Tuttavia le nuove condizioni economiche dettate dall'Abate non furono bene accolte dai compartecipi che infatti non si prestarono mai all’adempimento degli obblighi assunti e, in particolare, mai corrisposero il terratico dell’8% sui frutti della Valle Comuna. Ciò dette luogo ad un giudizio del quale furono attori Convento ed Abbazia, e bisogna arguire che gli argomenti addotti in propria difesa dai compartecipi fossero di grave peso, se il Pretore di Rovigo di quei tempi, innanzi a cui la lite era stata intentata, la tenne per lungo tempo sospesa senza pronunciare sentenza in merito e se durante questo tempo Monastero ed Abbazia, anziché persistere nella chiesta devoluzione (e conseguente requisizione) dei beni enfiteutici, si convinsero alla risoluzione della questione mediante una transazione a cui amichevoli intermediari li consigliavano.

 

LA TRANSAZIONE DEL 1544

Grazie a questa transazione, per la quale fu necessario far riunire capitolarmente l'Abate di Pomposa e i Monaci del Monastero di San Benedetto, fu rinnovata l’investitura a favore degli Originari di Grignano, dietro il pagamento di 150 scudi d’oro, conservando tutte le condizioni di cui alle precedenti investiture (ivi compresa l'originarietà dei compartecipi) ma variando la modalità di pagamento del canone livellario annuo: al posto dei “sei pesci cavedàni e tre danari piccoli” e dell’ottava parte dei prodotti della Valle Comuna, veniva surrogato in perpetuo il canone annuo di 2 scudi d’oro, pagabili ogni 25 marzo a partire dal successivo anno 1545.

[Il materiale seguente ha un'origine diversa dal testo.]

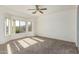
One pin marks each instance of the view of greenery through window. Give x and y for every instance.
(17, 26)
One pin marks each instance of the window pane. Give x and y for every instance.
(29, 26)
(7, 26)
(17, 26)
(22, 26)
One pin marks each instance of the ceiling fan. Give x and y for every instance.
(37, 9)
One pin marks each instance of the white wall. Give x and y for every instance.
(59, 25)
(2, 37)
(78, 27)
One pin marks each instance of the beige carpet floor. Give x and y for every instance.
(38, 45)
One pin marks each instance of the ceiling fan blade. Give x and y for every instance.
(31, 9)
(41, 12)
(34, 12)
(43, 9)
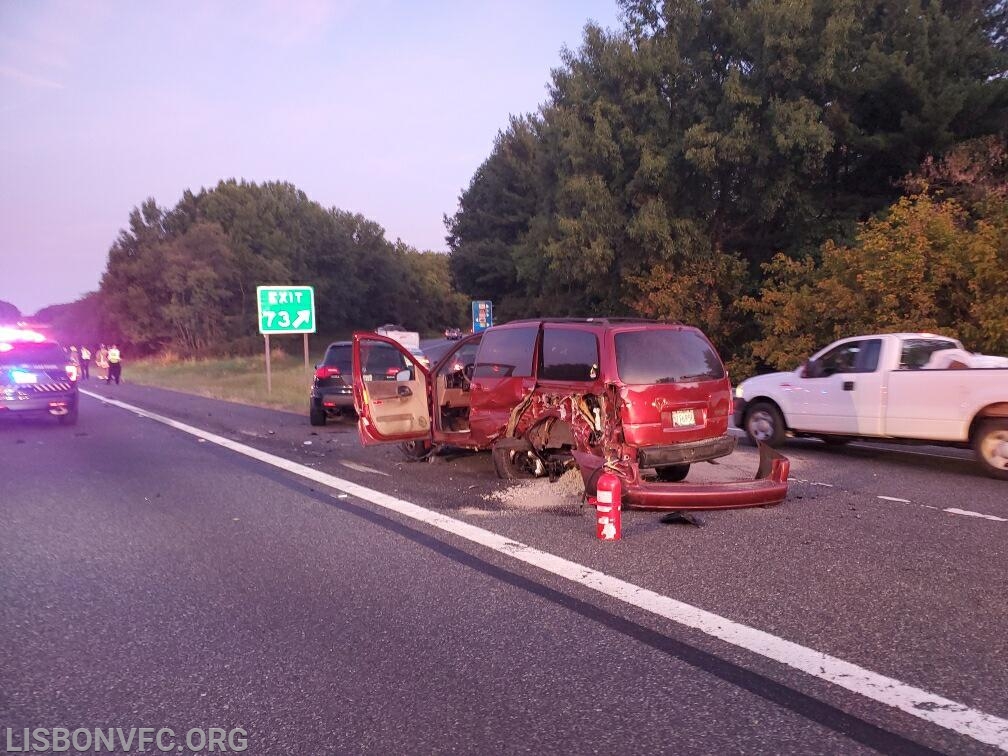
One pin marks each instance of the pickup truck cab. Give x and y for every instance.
(640, 398)
(882, 387)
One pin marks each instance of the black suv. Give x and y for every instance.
(331, 394)
(37, 378)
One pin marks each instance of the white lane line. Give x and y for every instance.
(362, 468)
(968, 513)
(924, 705)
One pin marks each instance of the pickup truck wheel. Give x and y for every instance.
(515, 459)
(672, 473)
(764, 423)
(990, 444)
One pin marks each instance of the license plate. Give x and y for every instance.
(681, 417)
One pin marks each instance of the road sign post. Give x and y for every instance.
(285, 309)
(483, 315)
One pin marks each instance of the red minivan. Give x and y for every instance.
(640, 398)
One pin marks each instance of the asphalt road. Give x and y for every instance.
(150, 579)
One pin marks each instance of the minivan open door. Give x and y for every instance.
(391, 391)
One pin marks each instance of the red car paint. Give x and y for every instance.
(539, 413)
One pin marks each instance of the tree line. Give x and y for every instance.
(183, 279)
(777, 173)
(744, 167)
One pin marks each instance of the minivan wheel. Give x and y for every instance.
(764, 423)
(672, 473)
(515, 459)
(317, 415)
(990, 444)
(416, 450)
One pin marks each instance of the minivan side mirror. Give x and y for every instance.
(812, 369)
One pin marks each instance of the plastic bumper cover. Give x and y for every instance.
(686, 453)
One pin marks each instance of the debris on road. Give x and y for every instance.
(538, 494)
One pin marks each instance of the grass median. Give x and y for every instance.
(240, 379)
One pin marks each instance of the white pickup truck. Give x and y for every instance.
(882, 387)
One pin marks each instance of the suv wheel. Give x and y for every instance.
(317, 415)
(990, 443)
(764, 423)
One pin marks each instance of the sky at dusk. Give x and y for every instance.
(381, 108)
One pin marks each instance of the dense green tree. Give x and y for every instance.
(493, 218)
(85, 321)
(707, 132)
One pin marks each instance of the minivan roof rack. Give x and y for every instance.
(602, 321)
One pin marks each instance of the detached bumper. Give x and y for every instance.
(686, 453)
(768, 487)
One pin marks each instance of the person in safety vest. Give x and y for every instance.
(115, 365)
(85, 363)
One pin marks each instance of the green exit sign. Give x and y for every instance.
(285, 309)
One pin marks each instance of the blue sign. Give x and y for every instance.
(483, 315)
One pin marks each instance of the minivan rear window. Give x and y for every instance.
(665, 356)
(339, 356)
(507, 353)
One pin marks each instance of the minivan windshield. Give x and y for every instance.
(665, 356)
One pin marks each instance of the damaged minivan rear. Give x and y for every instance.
(640, 398)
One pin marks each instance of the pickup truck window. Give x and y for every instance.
(507, 353)
(852, 357)
(917, 352)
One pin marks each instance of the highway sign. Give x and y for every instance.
(286, 309)
(483, 315)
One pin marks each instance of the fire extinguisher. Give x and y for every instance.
(608, 524)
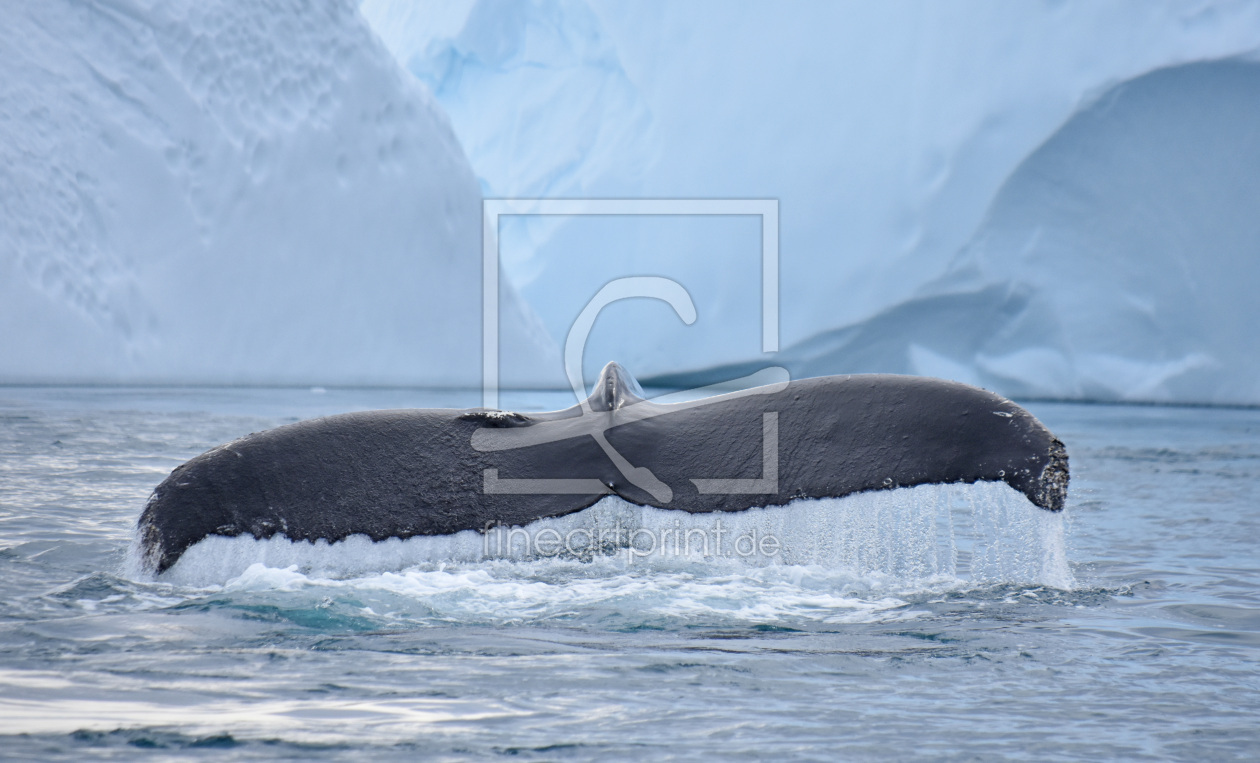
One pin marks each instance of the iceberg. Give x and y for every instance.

Restava quindi abolita ogni prestazione di frutti e prodotti in natura, e questo è importantissimo a rilevarsi, come pure il fatto che l’annuo canone dei 2 scudi d’oro, fu poi sempre pagato, mantenuto e confermato nelle rinnovazioni delle investiture successive.

 

 

DAL MEDIOEVO AD OGGI


Tale accordo, che ratificò in modo definitivo ed incontestabile il diritto dei soli originari al godimento della “Comuna”, sarà il documento fondamentale che salverà la “Comuna de Gregnàn” dai successivi tentativi sia di distruzione (da parte degli enti pubblici: nel 1806 ad opera di Napoleone, nel 1940 ad opera dello Stato Italiano) che di pretesi diritti di partecipazione da parte di alcuni non originari (nel 1622 e nel 1729, questione risolta in modo definitivo dal Consiglio dei XL al Criminal della Serenissima Repubblica di Venezia).

Tale enfiteusi proseguì dal Medioevo fino a quando, nel 1968, i compartecipi decisero di affrancarsi dal livello enfiteutico diventando proprietari delle terre che i loro avi hanno sempre coltivato e continuamente migliorato.